“Its the funny ideas that some fellers ’ave about other people’s propity that keeps the state’s prisons filled up,” remarked Bill. “It aint the lyin’ an’ stealin’ that gits ’em thar, its gitt’n caught. If they don’t git caught its jest called business shrewdness. You bilked that feller out o’ that gun an’ you’r deprivin’ me of it w’en you used my dog to git it with. You’r a fine man to trust anythin’ with, you are. If I had any place to keep Spot I wouldn’t let you have ’im a minute. I c’n fill my shanty with stuff by tradin’ ’im off, an’ then wait’n fer ’im to come home, jest as well as you can, an’ it ’ud be all right fer me to do it, but you aint got no such right, ’specially if yer goin’ to swindle people.”
After Bill’s assurance that he had told the deluded trapper nothing of Spot’s return, and that he had gone off up the river, the conversation drifted into channels that were less irritating.
The old man’s mind became calm and he ascended the narrow stairway on the outside of the building, to his room over the store, for a nap.

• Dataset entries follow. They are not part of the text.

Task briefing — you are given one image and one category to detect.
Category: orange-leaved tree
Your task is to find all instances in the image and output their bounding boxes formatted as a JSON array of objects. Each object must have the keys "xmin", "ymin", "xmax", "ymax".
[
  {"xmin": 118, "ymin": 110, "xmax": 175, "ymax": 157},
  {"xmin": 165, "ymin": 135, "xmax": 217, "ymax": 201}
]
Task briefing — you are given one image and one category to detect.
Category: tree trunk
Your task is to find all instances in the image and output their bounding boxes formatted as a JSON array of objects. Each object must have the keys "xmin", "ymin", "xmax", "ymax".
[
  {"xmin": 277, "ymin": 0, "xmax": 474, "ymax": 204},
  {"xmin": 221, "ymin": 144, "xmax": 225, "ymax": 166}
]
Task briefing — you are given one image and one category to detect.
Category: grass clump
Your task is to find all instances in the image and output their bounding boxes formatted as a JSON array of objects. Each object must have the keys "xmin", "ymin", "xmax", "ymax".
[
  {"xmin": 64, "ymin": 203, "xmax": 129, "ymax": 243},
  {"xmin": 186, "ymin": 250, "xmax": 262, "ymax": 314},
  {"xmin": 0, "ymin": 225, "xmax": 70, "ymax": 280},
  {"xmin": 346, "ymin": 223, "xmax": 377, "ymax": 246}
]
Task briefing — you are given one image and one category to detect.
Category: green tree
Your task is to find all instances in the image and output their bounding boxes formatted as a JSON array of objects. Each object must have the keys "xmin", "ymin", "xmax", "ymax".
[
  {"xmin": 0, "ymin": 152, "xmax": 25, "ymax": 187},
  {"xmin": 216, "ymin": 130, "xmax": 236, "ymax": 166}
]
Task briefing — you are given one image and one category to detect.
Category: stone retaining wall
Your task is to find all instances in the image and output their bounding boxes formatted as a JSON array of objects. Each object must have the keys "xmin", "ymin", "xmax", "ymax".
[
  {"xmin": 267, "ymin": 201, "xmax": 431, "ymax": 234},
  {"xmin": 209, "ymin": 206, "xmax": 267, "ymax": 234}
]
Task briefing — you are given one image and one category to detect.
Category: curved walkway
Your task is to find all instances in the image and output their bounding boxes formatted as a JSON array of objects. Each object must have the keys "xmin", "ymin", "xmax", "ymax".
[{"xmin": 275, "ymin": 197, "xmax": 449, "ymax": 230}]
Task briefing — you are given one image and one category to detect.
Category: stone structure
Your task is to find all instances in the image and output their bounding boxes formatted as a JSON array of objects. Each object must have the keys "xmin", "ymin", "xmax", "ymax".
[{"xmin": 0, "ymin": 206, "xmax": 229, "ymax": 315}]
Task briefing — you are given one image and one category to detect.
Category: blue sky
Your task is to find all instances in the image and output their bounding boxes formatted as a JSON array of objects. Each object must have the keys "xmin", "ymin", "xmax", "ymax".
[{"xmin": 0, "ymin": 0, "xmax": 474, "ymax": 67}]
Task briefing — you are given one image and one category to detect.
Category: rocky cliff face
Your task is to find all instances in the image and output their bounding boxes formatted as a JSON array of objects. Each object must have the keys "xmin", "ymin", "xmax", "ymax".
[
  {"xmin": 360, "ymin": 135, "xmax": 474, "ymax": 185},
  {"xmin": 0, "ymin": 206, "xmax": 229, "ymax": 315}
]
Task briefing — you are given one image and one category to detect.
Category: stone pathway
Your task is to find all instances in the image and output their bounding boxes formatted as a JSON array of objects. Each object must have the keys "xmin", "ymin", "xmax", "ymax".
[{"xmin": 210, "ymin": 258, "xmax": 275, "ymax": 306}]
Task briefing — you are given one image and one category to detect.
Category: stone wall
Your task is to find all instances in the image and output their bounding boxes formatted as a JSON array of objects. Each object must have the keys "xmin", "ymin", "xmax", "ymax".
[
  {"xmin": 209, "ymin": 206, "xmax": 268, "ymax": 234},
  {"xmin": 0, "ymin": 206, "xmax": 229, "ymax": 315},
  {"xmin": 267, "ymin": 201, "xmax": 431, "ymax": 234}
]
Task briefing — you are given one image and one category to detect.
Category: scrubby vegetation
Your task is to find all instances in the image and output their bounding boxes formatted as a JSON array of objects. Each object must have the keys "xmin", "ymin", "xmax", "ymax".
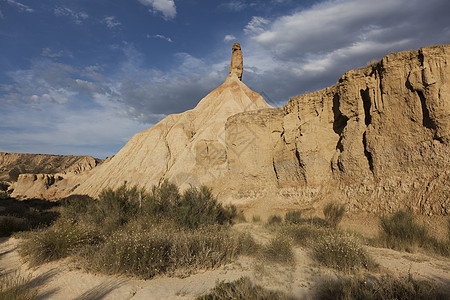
[
  {"xmin": 0, "ymin": 197, "xmax": 59, "ymax": 236},
  {"xmin": 20, "ymin": 182, "xmax": 256, "ymax": 278},
  {"xmin": 374, "ymin": 211, "xmax": 450, "ymax": 256},
  {"xmin": 197, "ymin": 277, "xmax": 293, "ymax": 300},
  {"xmin": 0, "ymin": 272, "xmax": 37, "ymax": 300},
  {"xmin": 316, "ymin": 275, "xmax": 450, "ymax": 300},
  {"xmin": 313, "ymin": 232, "xmax": 377, "ymax": 273}
]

“That ol’ feller oughta to have a phonygraph with ’is voice in it so he c’d spin it an’ listen to ’imself speil,” remarked Rat after Bill had left. “I used to often watch ’im when ’e was set’n quiet out ’ere by the hour, with that dinkey hat pulled down in front an’ lookin’ wise, an’ wonder what big thoughts was ferment’n up in that old moss covered dome o’ his, but I found out after a while that ’e wasn’t thinkin’ about nuth’n at all.”
Rat wended his way down to the bank under the bridge, where he had left his push boat, followed by the faithful Spot, and poled his way up stream. When he reached the vicinity of the stranded house boat, where he had lived for several years, he reconnoitered it cautiously. No malign presence was detected. He looked over his bee hives that were scattered about among the trees, and provided two or three week’s food supplies for his chickens, and some young coons and weasles, that he was raising for their fur in some wire cages under the house. He then packed a few necessaries into his boat, and secured the door of the house with a padlock.
He was not quite satisfied that the trapper, who was looking for Spot, had left the country, and he did not intend to take any chances. The dog was ordered to lie down in the bow of the canoe, where he was carefully covered. The intelligent animal complied cheerfully with all of the arrangements.
Rat then proceeded down the river for several miles to the big marsh, where he did the most of his trapping during the late fall, winter, and spring.
He had two motives for his trip, besides the idea of avoiding a possible visit of the trapper to the house boat. One was to see if the muskrat population on the marsh had increased properly during the summer, and the other was to visit Malindy Taylor, whom he deeply loved, and by whom he was scorned as a suitor.
Malindy was a peppery widow of about forty, who lived with her aged mother in a small house beyond the marsh. She was the owner of a wild duck farm, and conducted it with such success that Rat looked forward to spending his declining days in peace and comfort if he could persuade Malindy to take him into life partnership.
Many hundreds of mallards and teal nested among the boggy places in the marsh during the summer. The eggs were gathered, put into incubators, and under complaisant hens on the farm. The ducklings were reared in wired enclosures that prevented them from joining their kind in the skies when the fall migrations began. During the game season, when they were properly matured, they were skilfully strangled and shipped away as wild birds at game prices.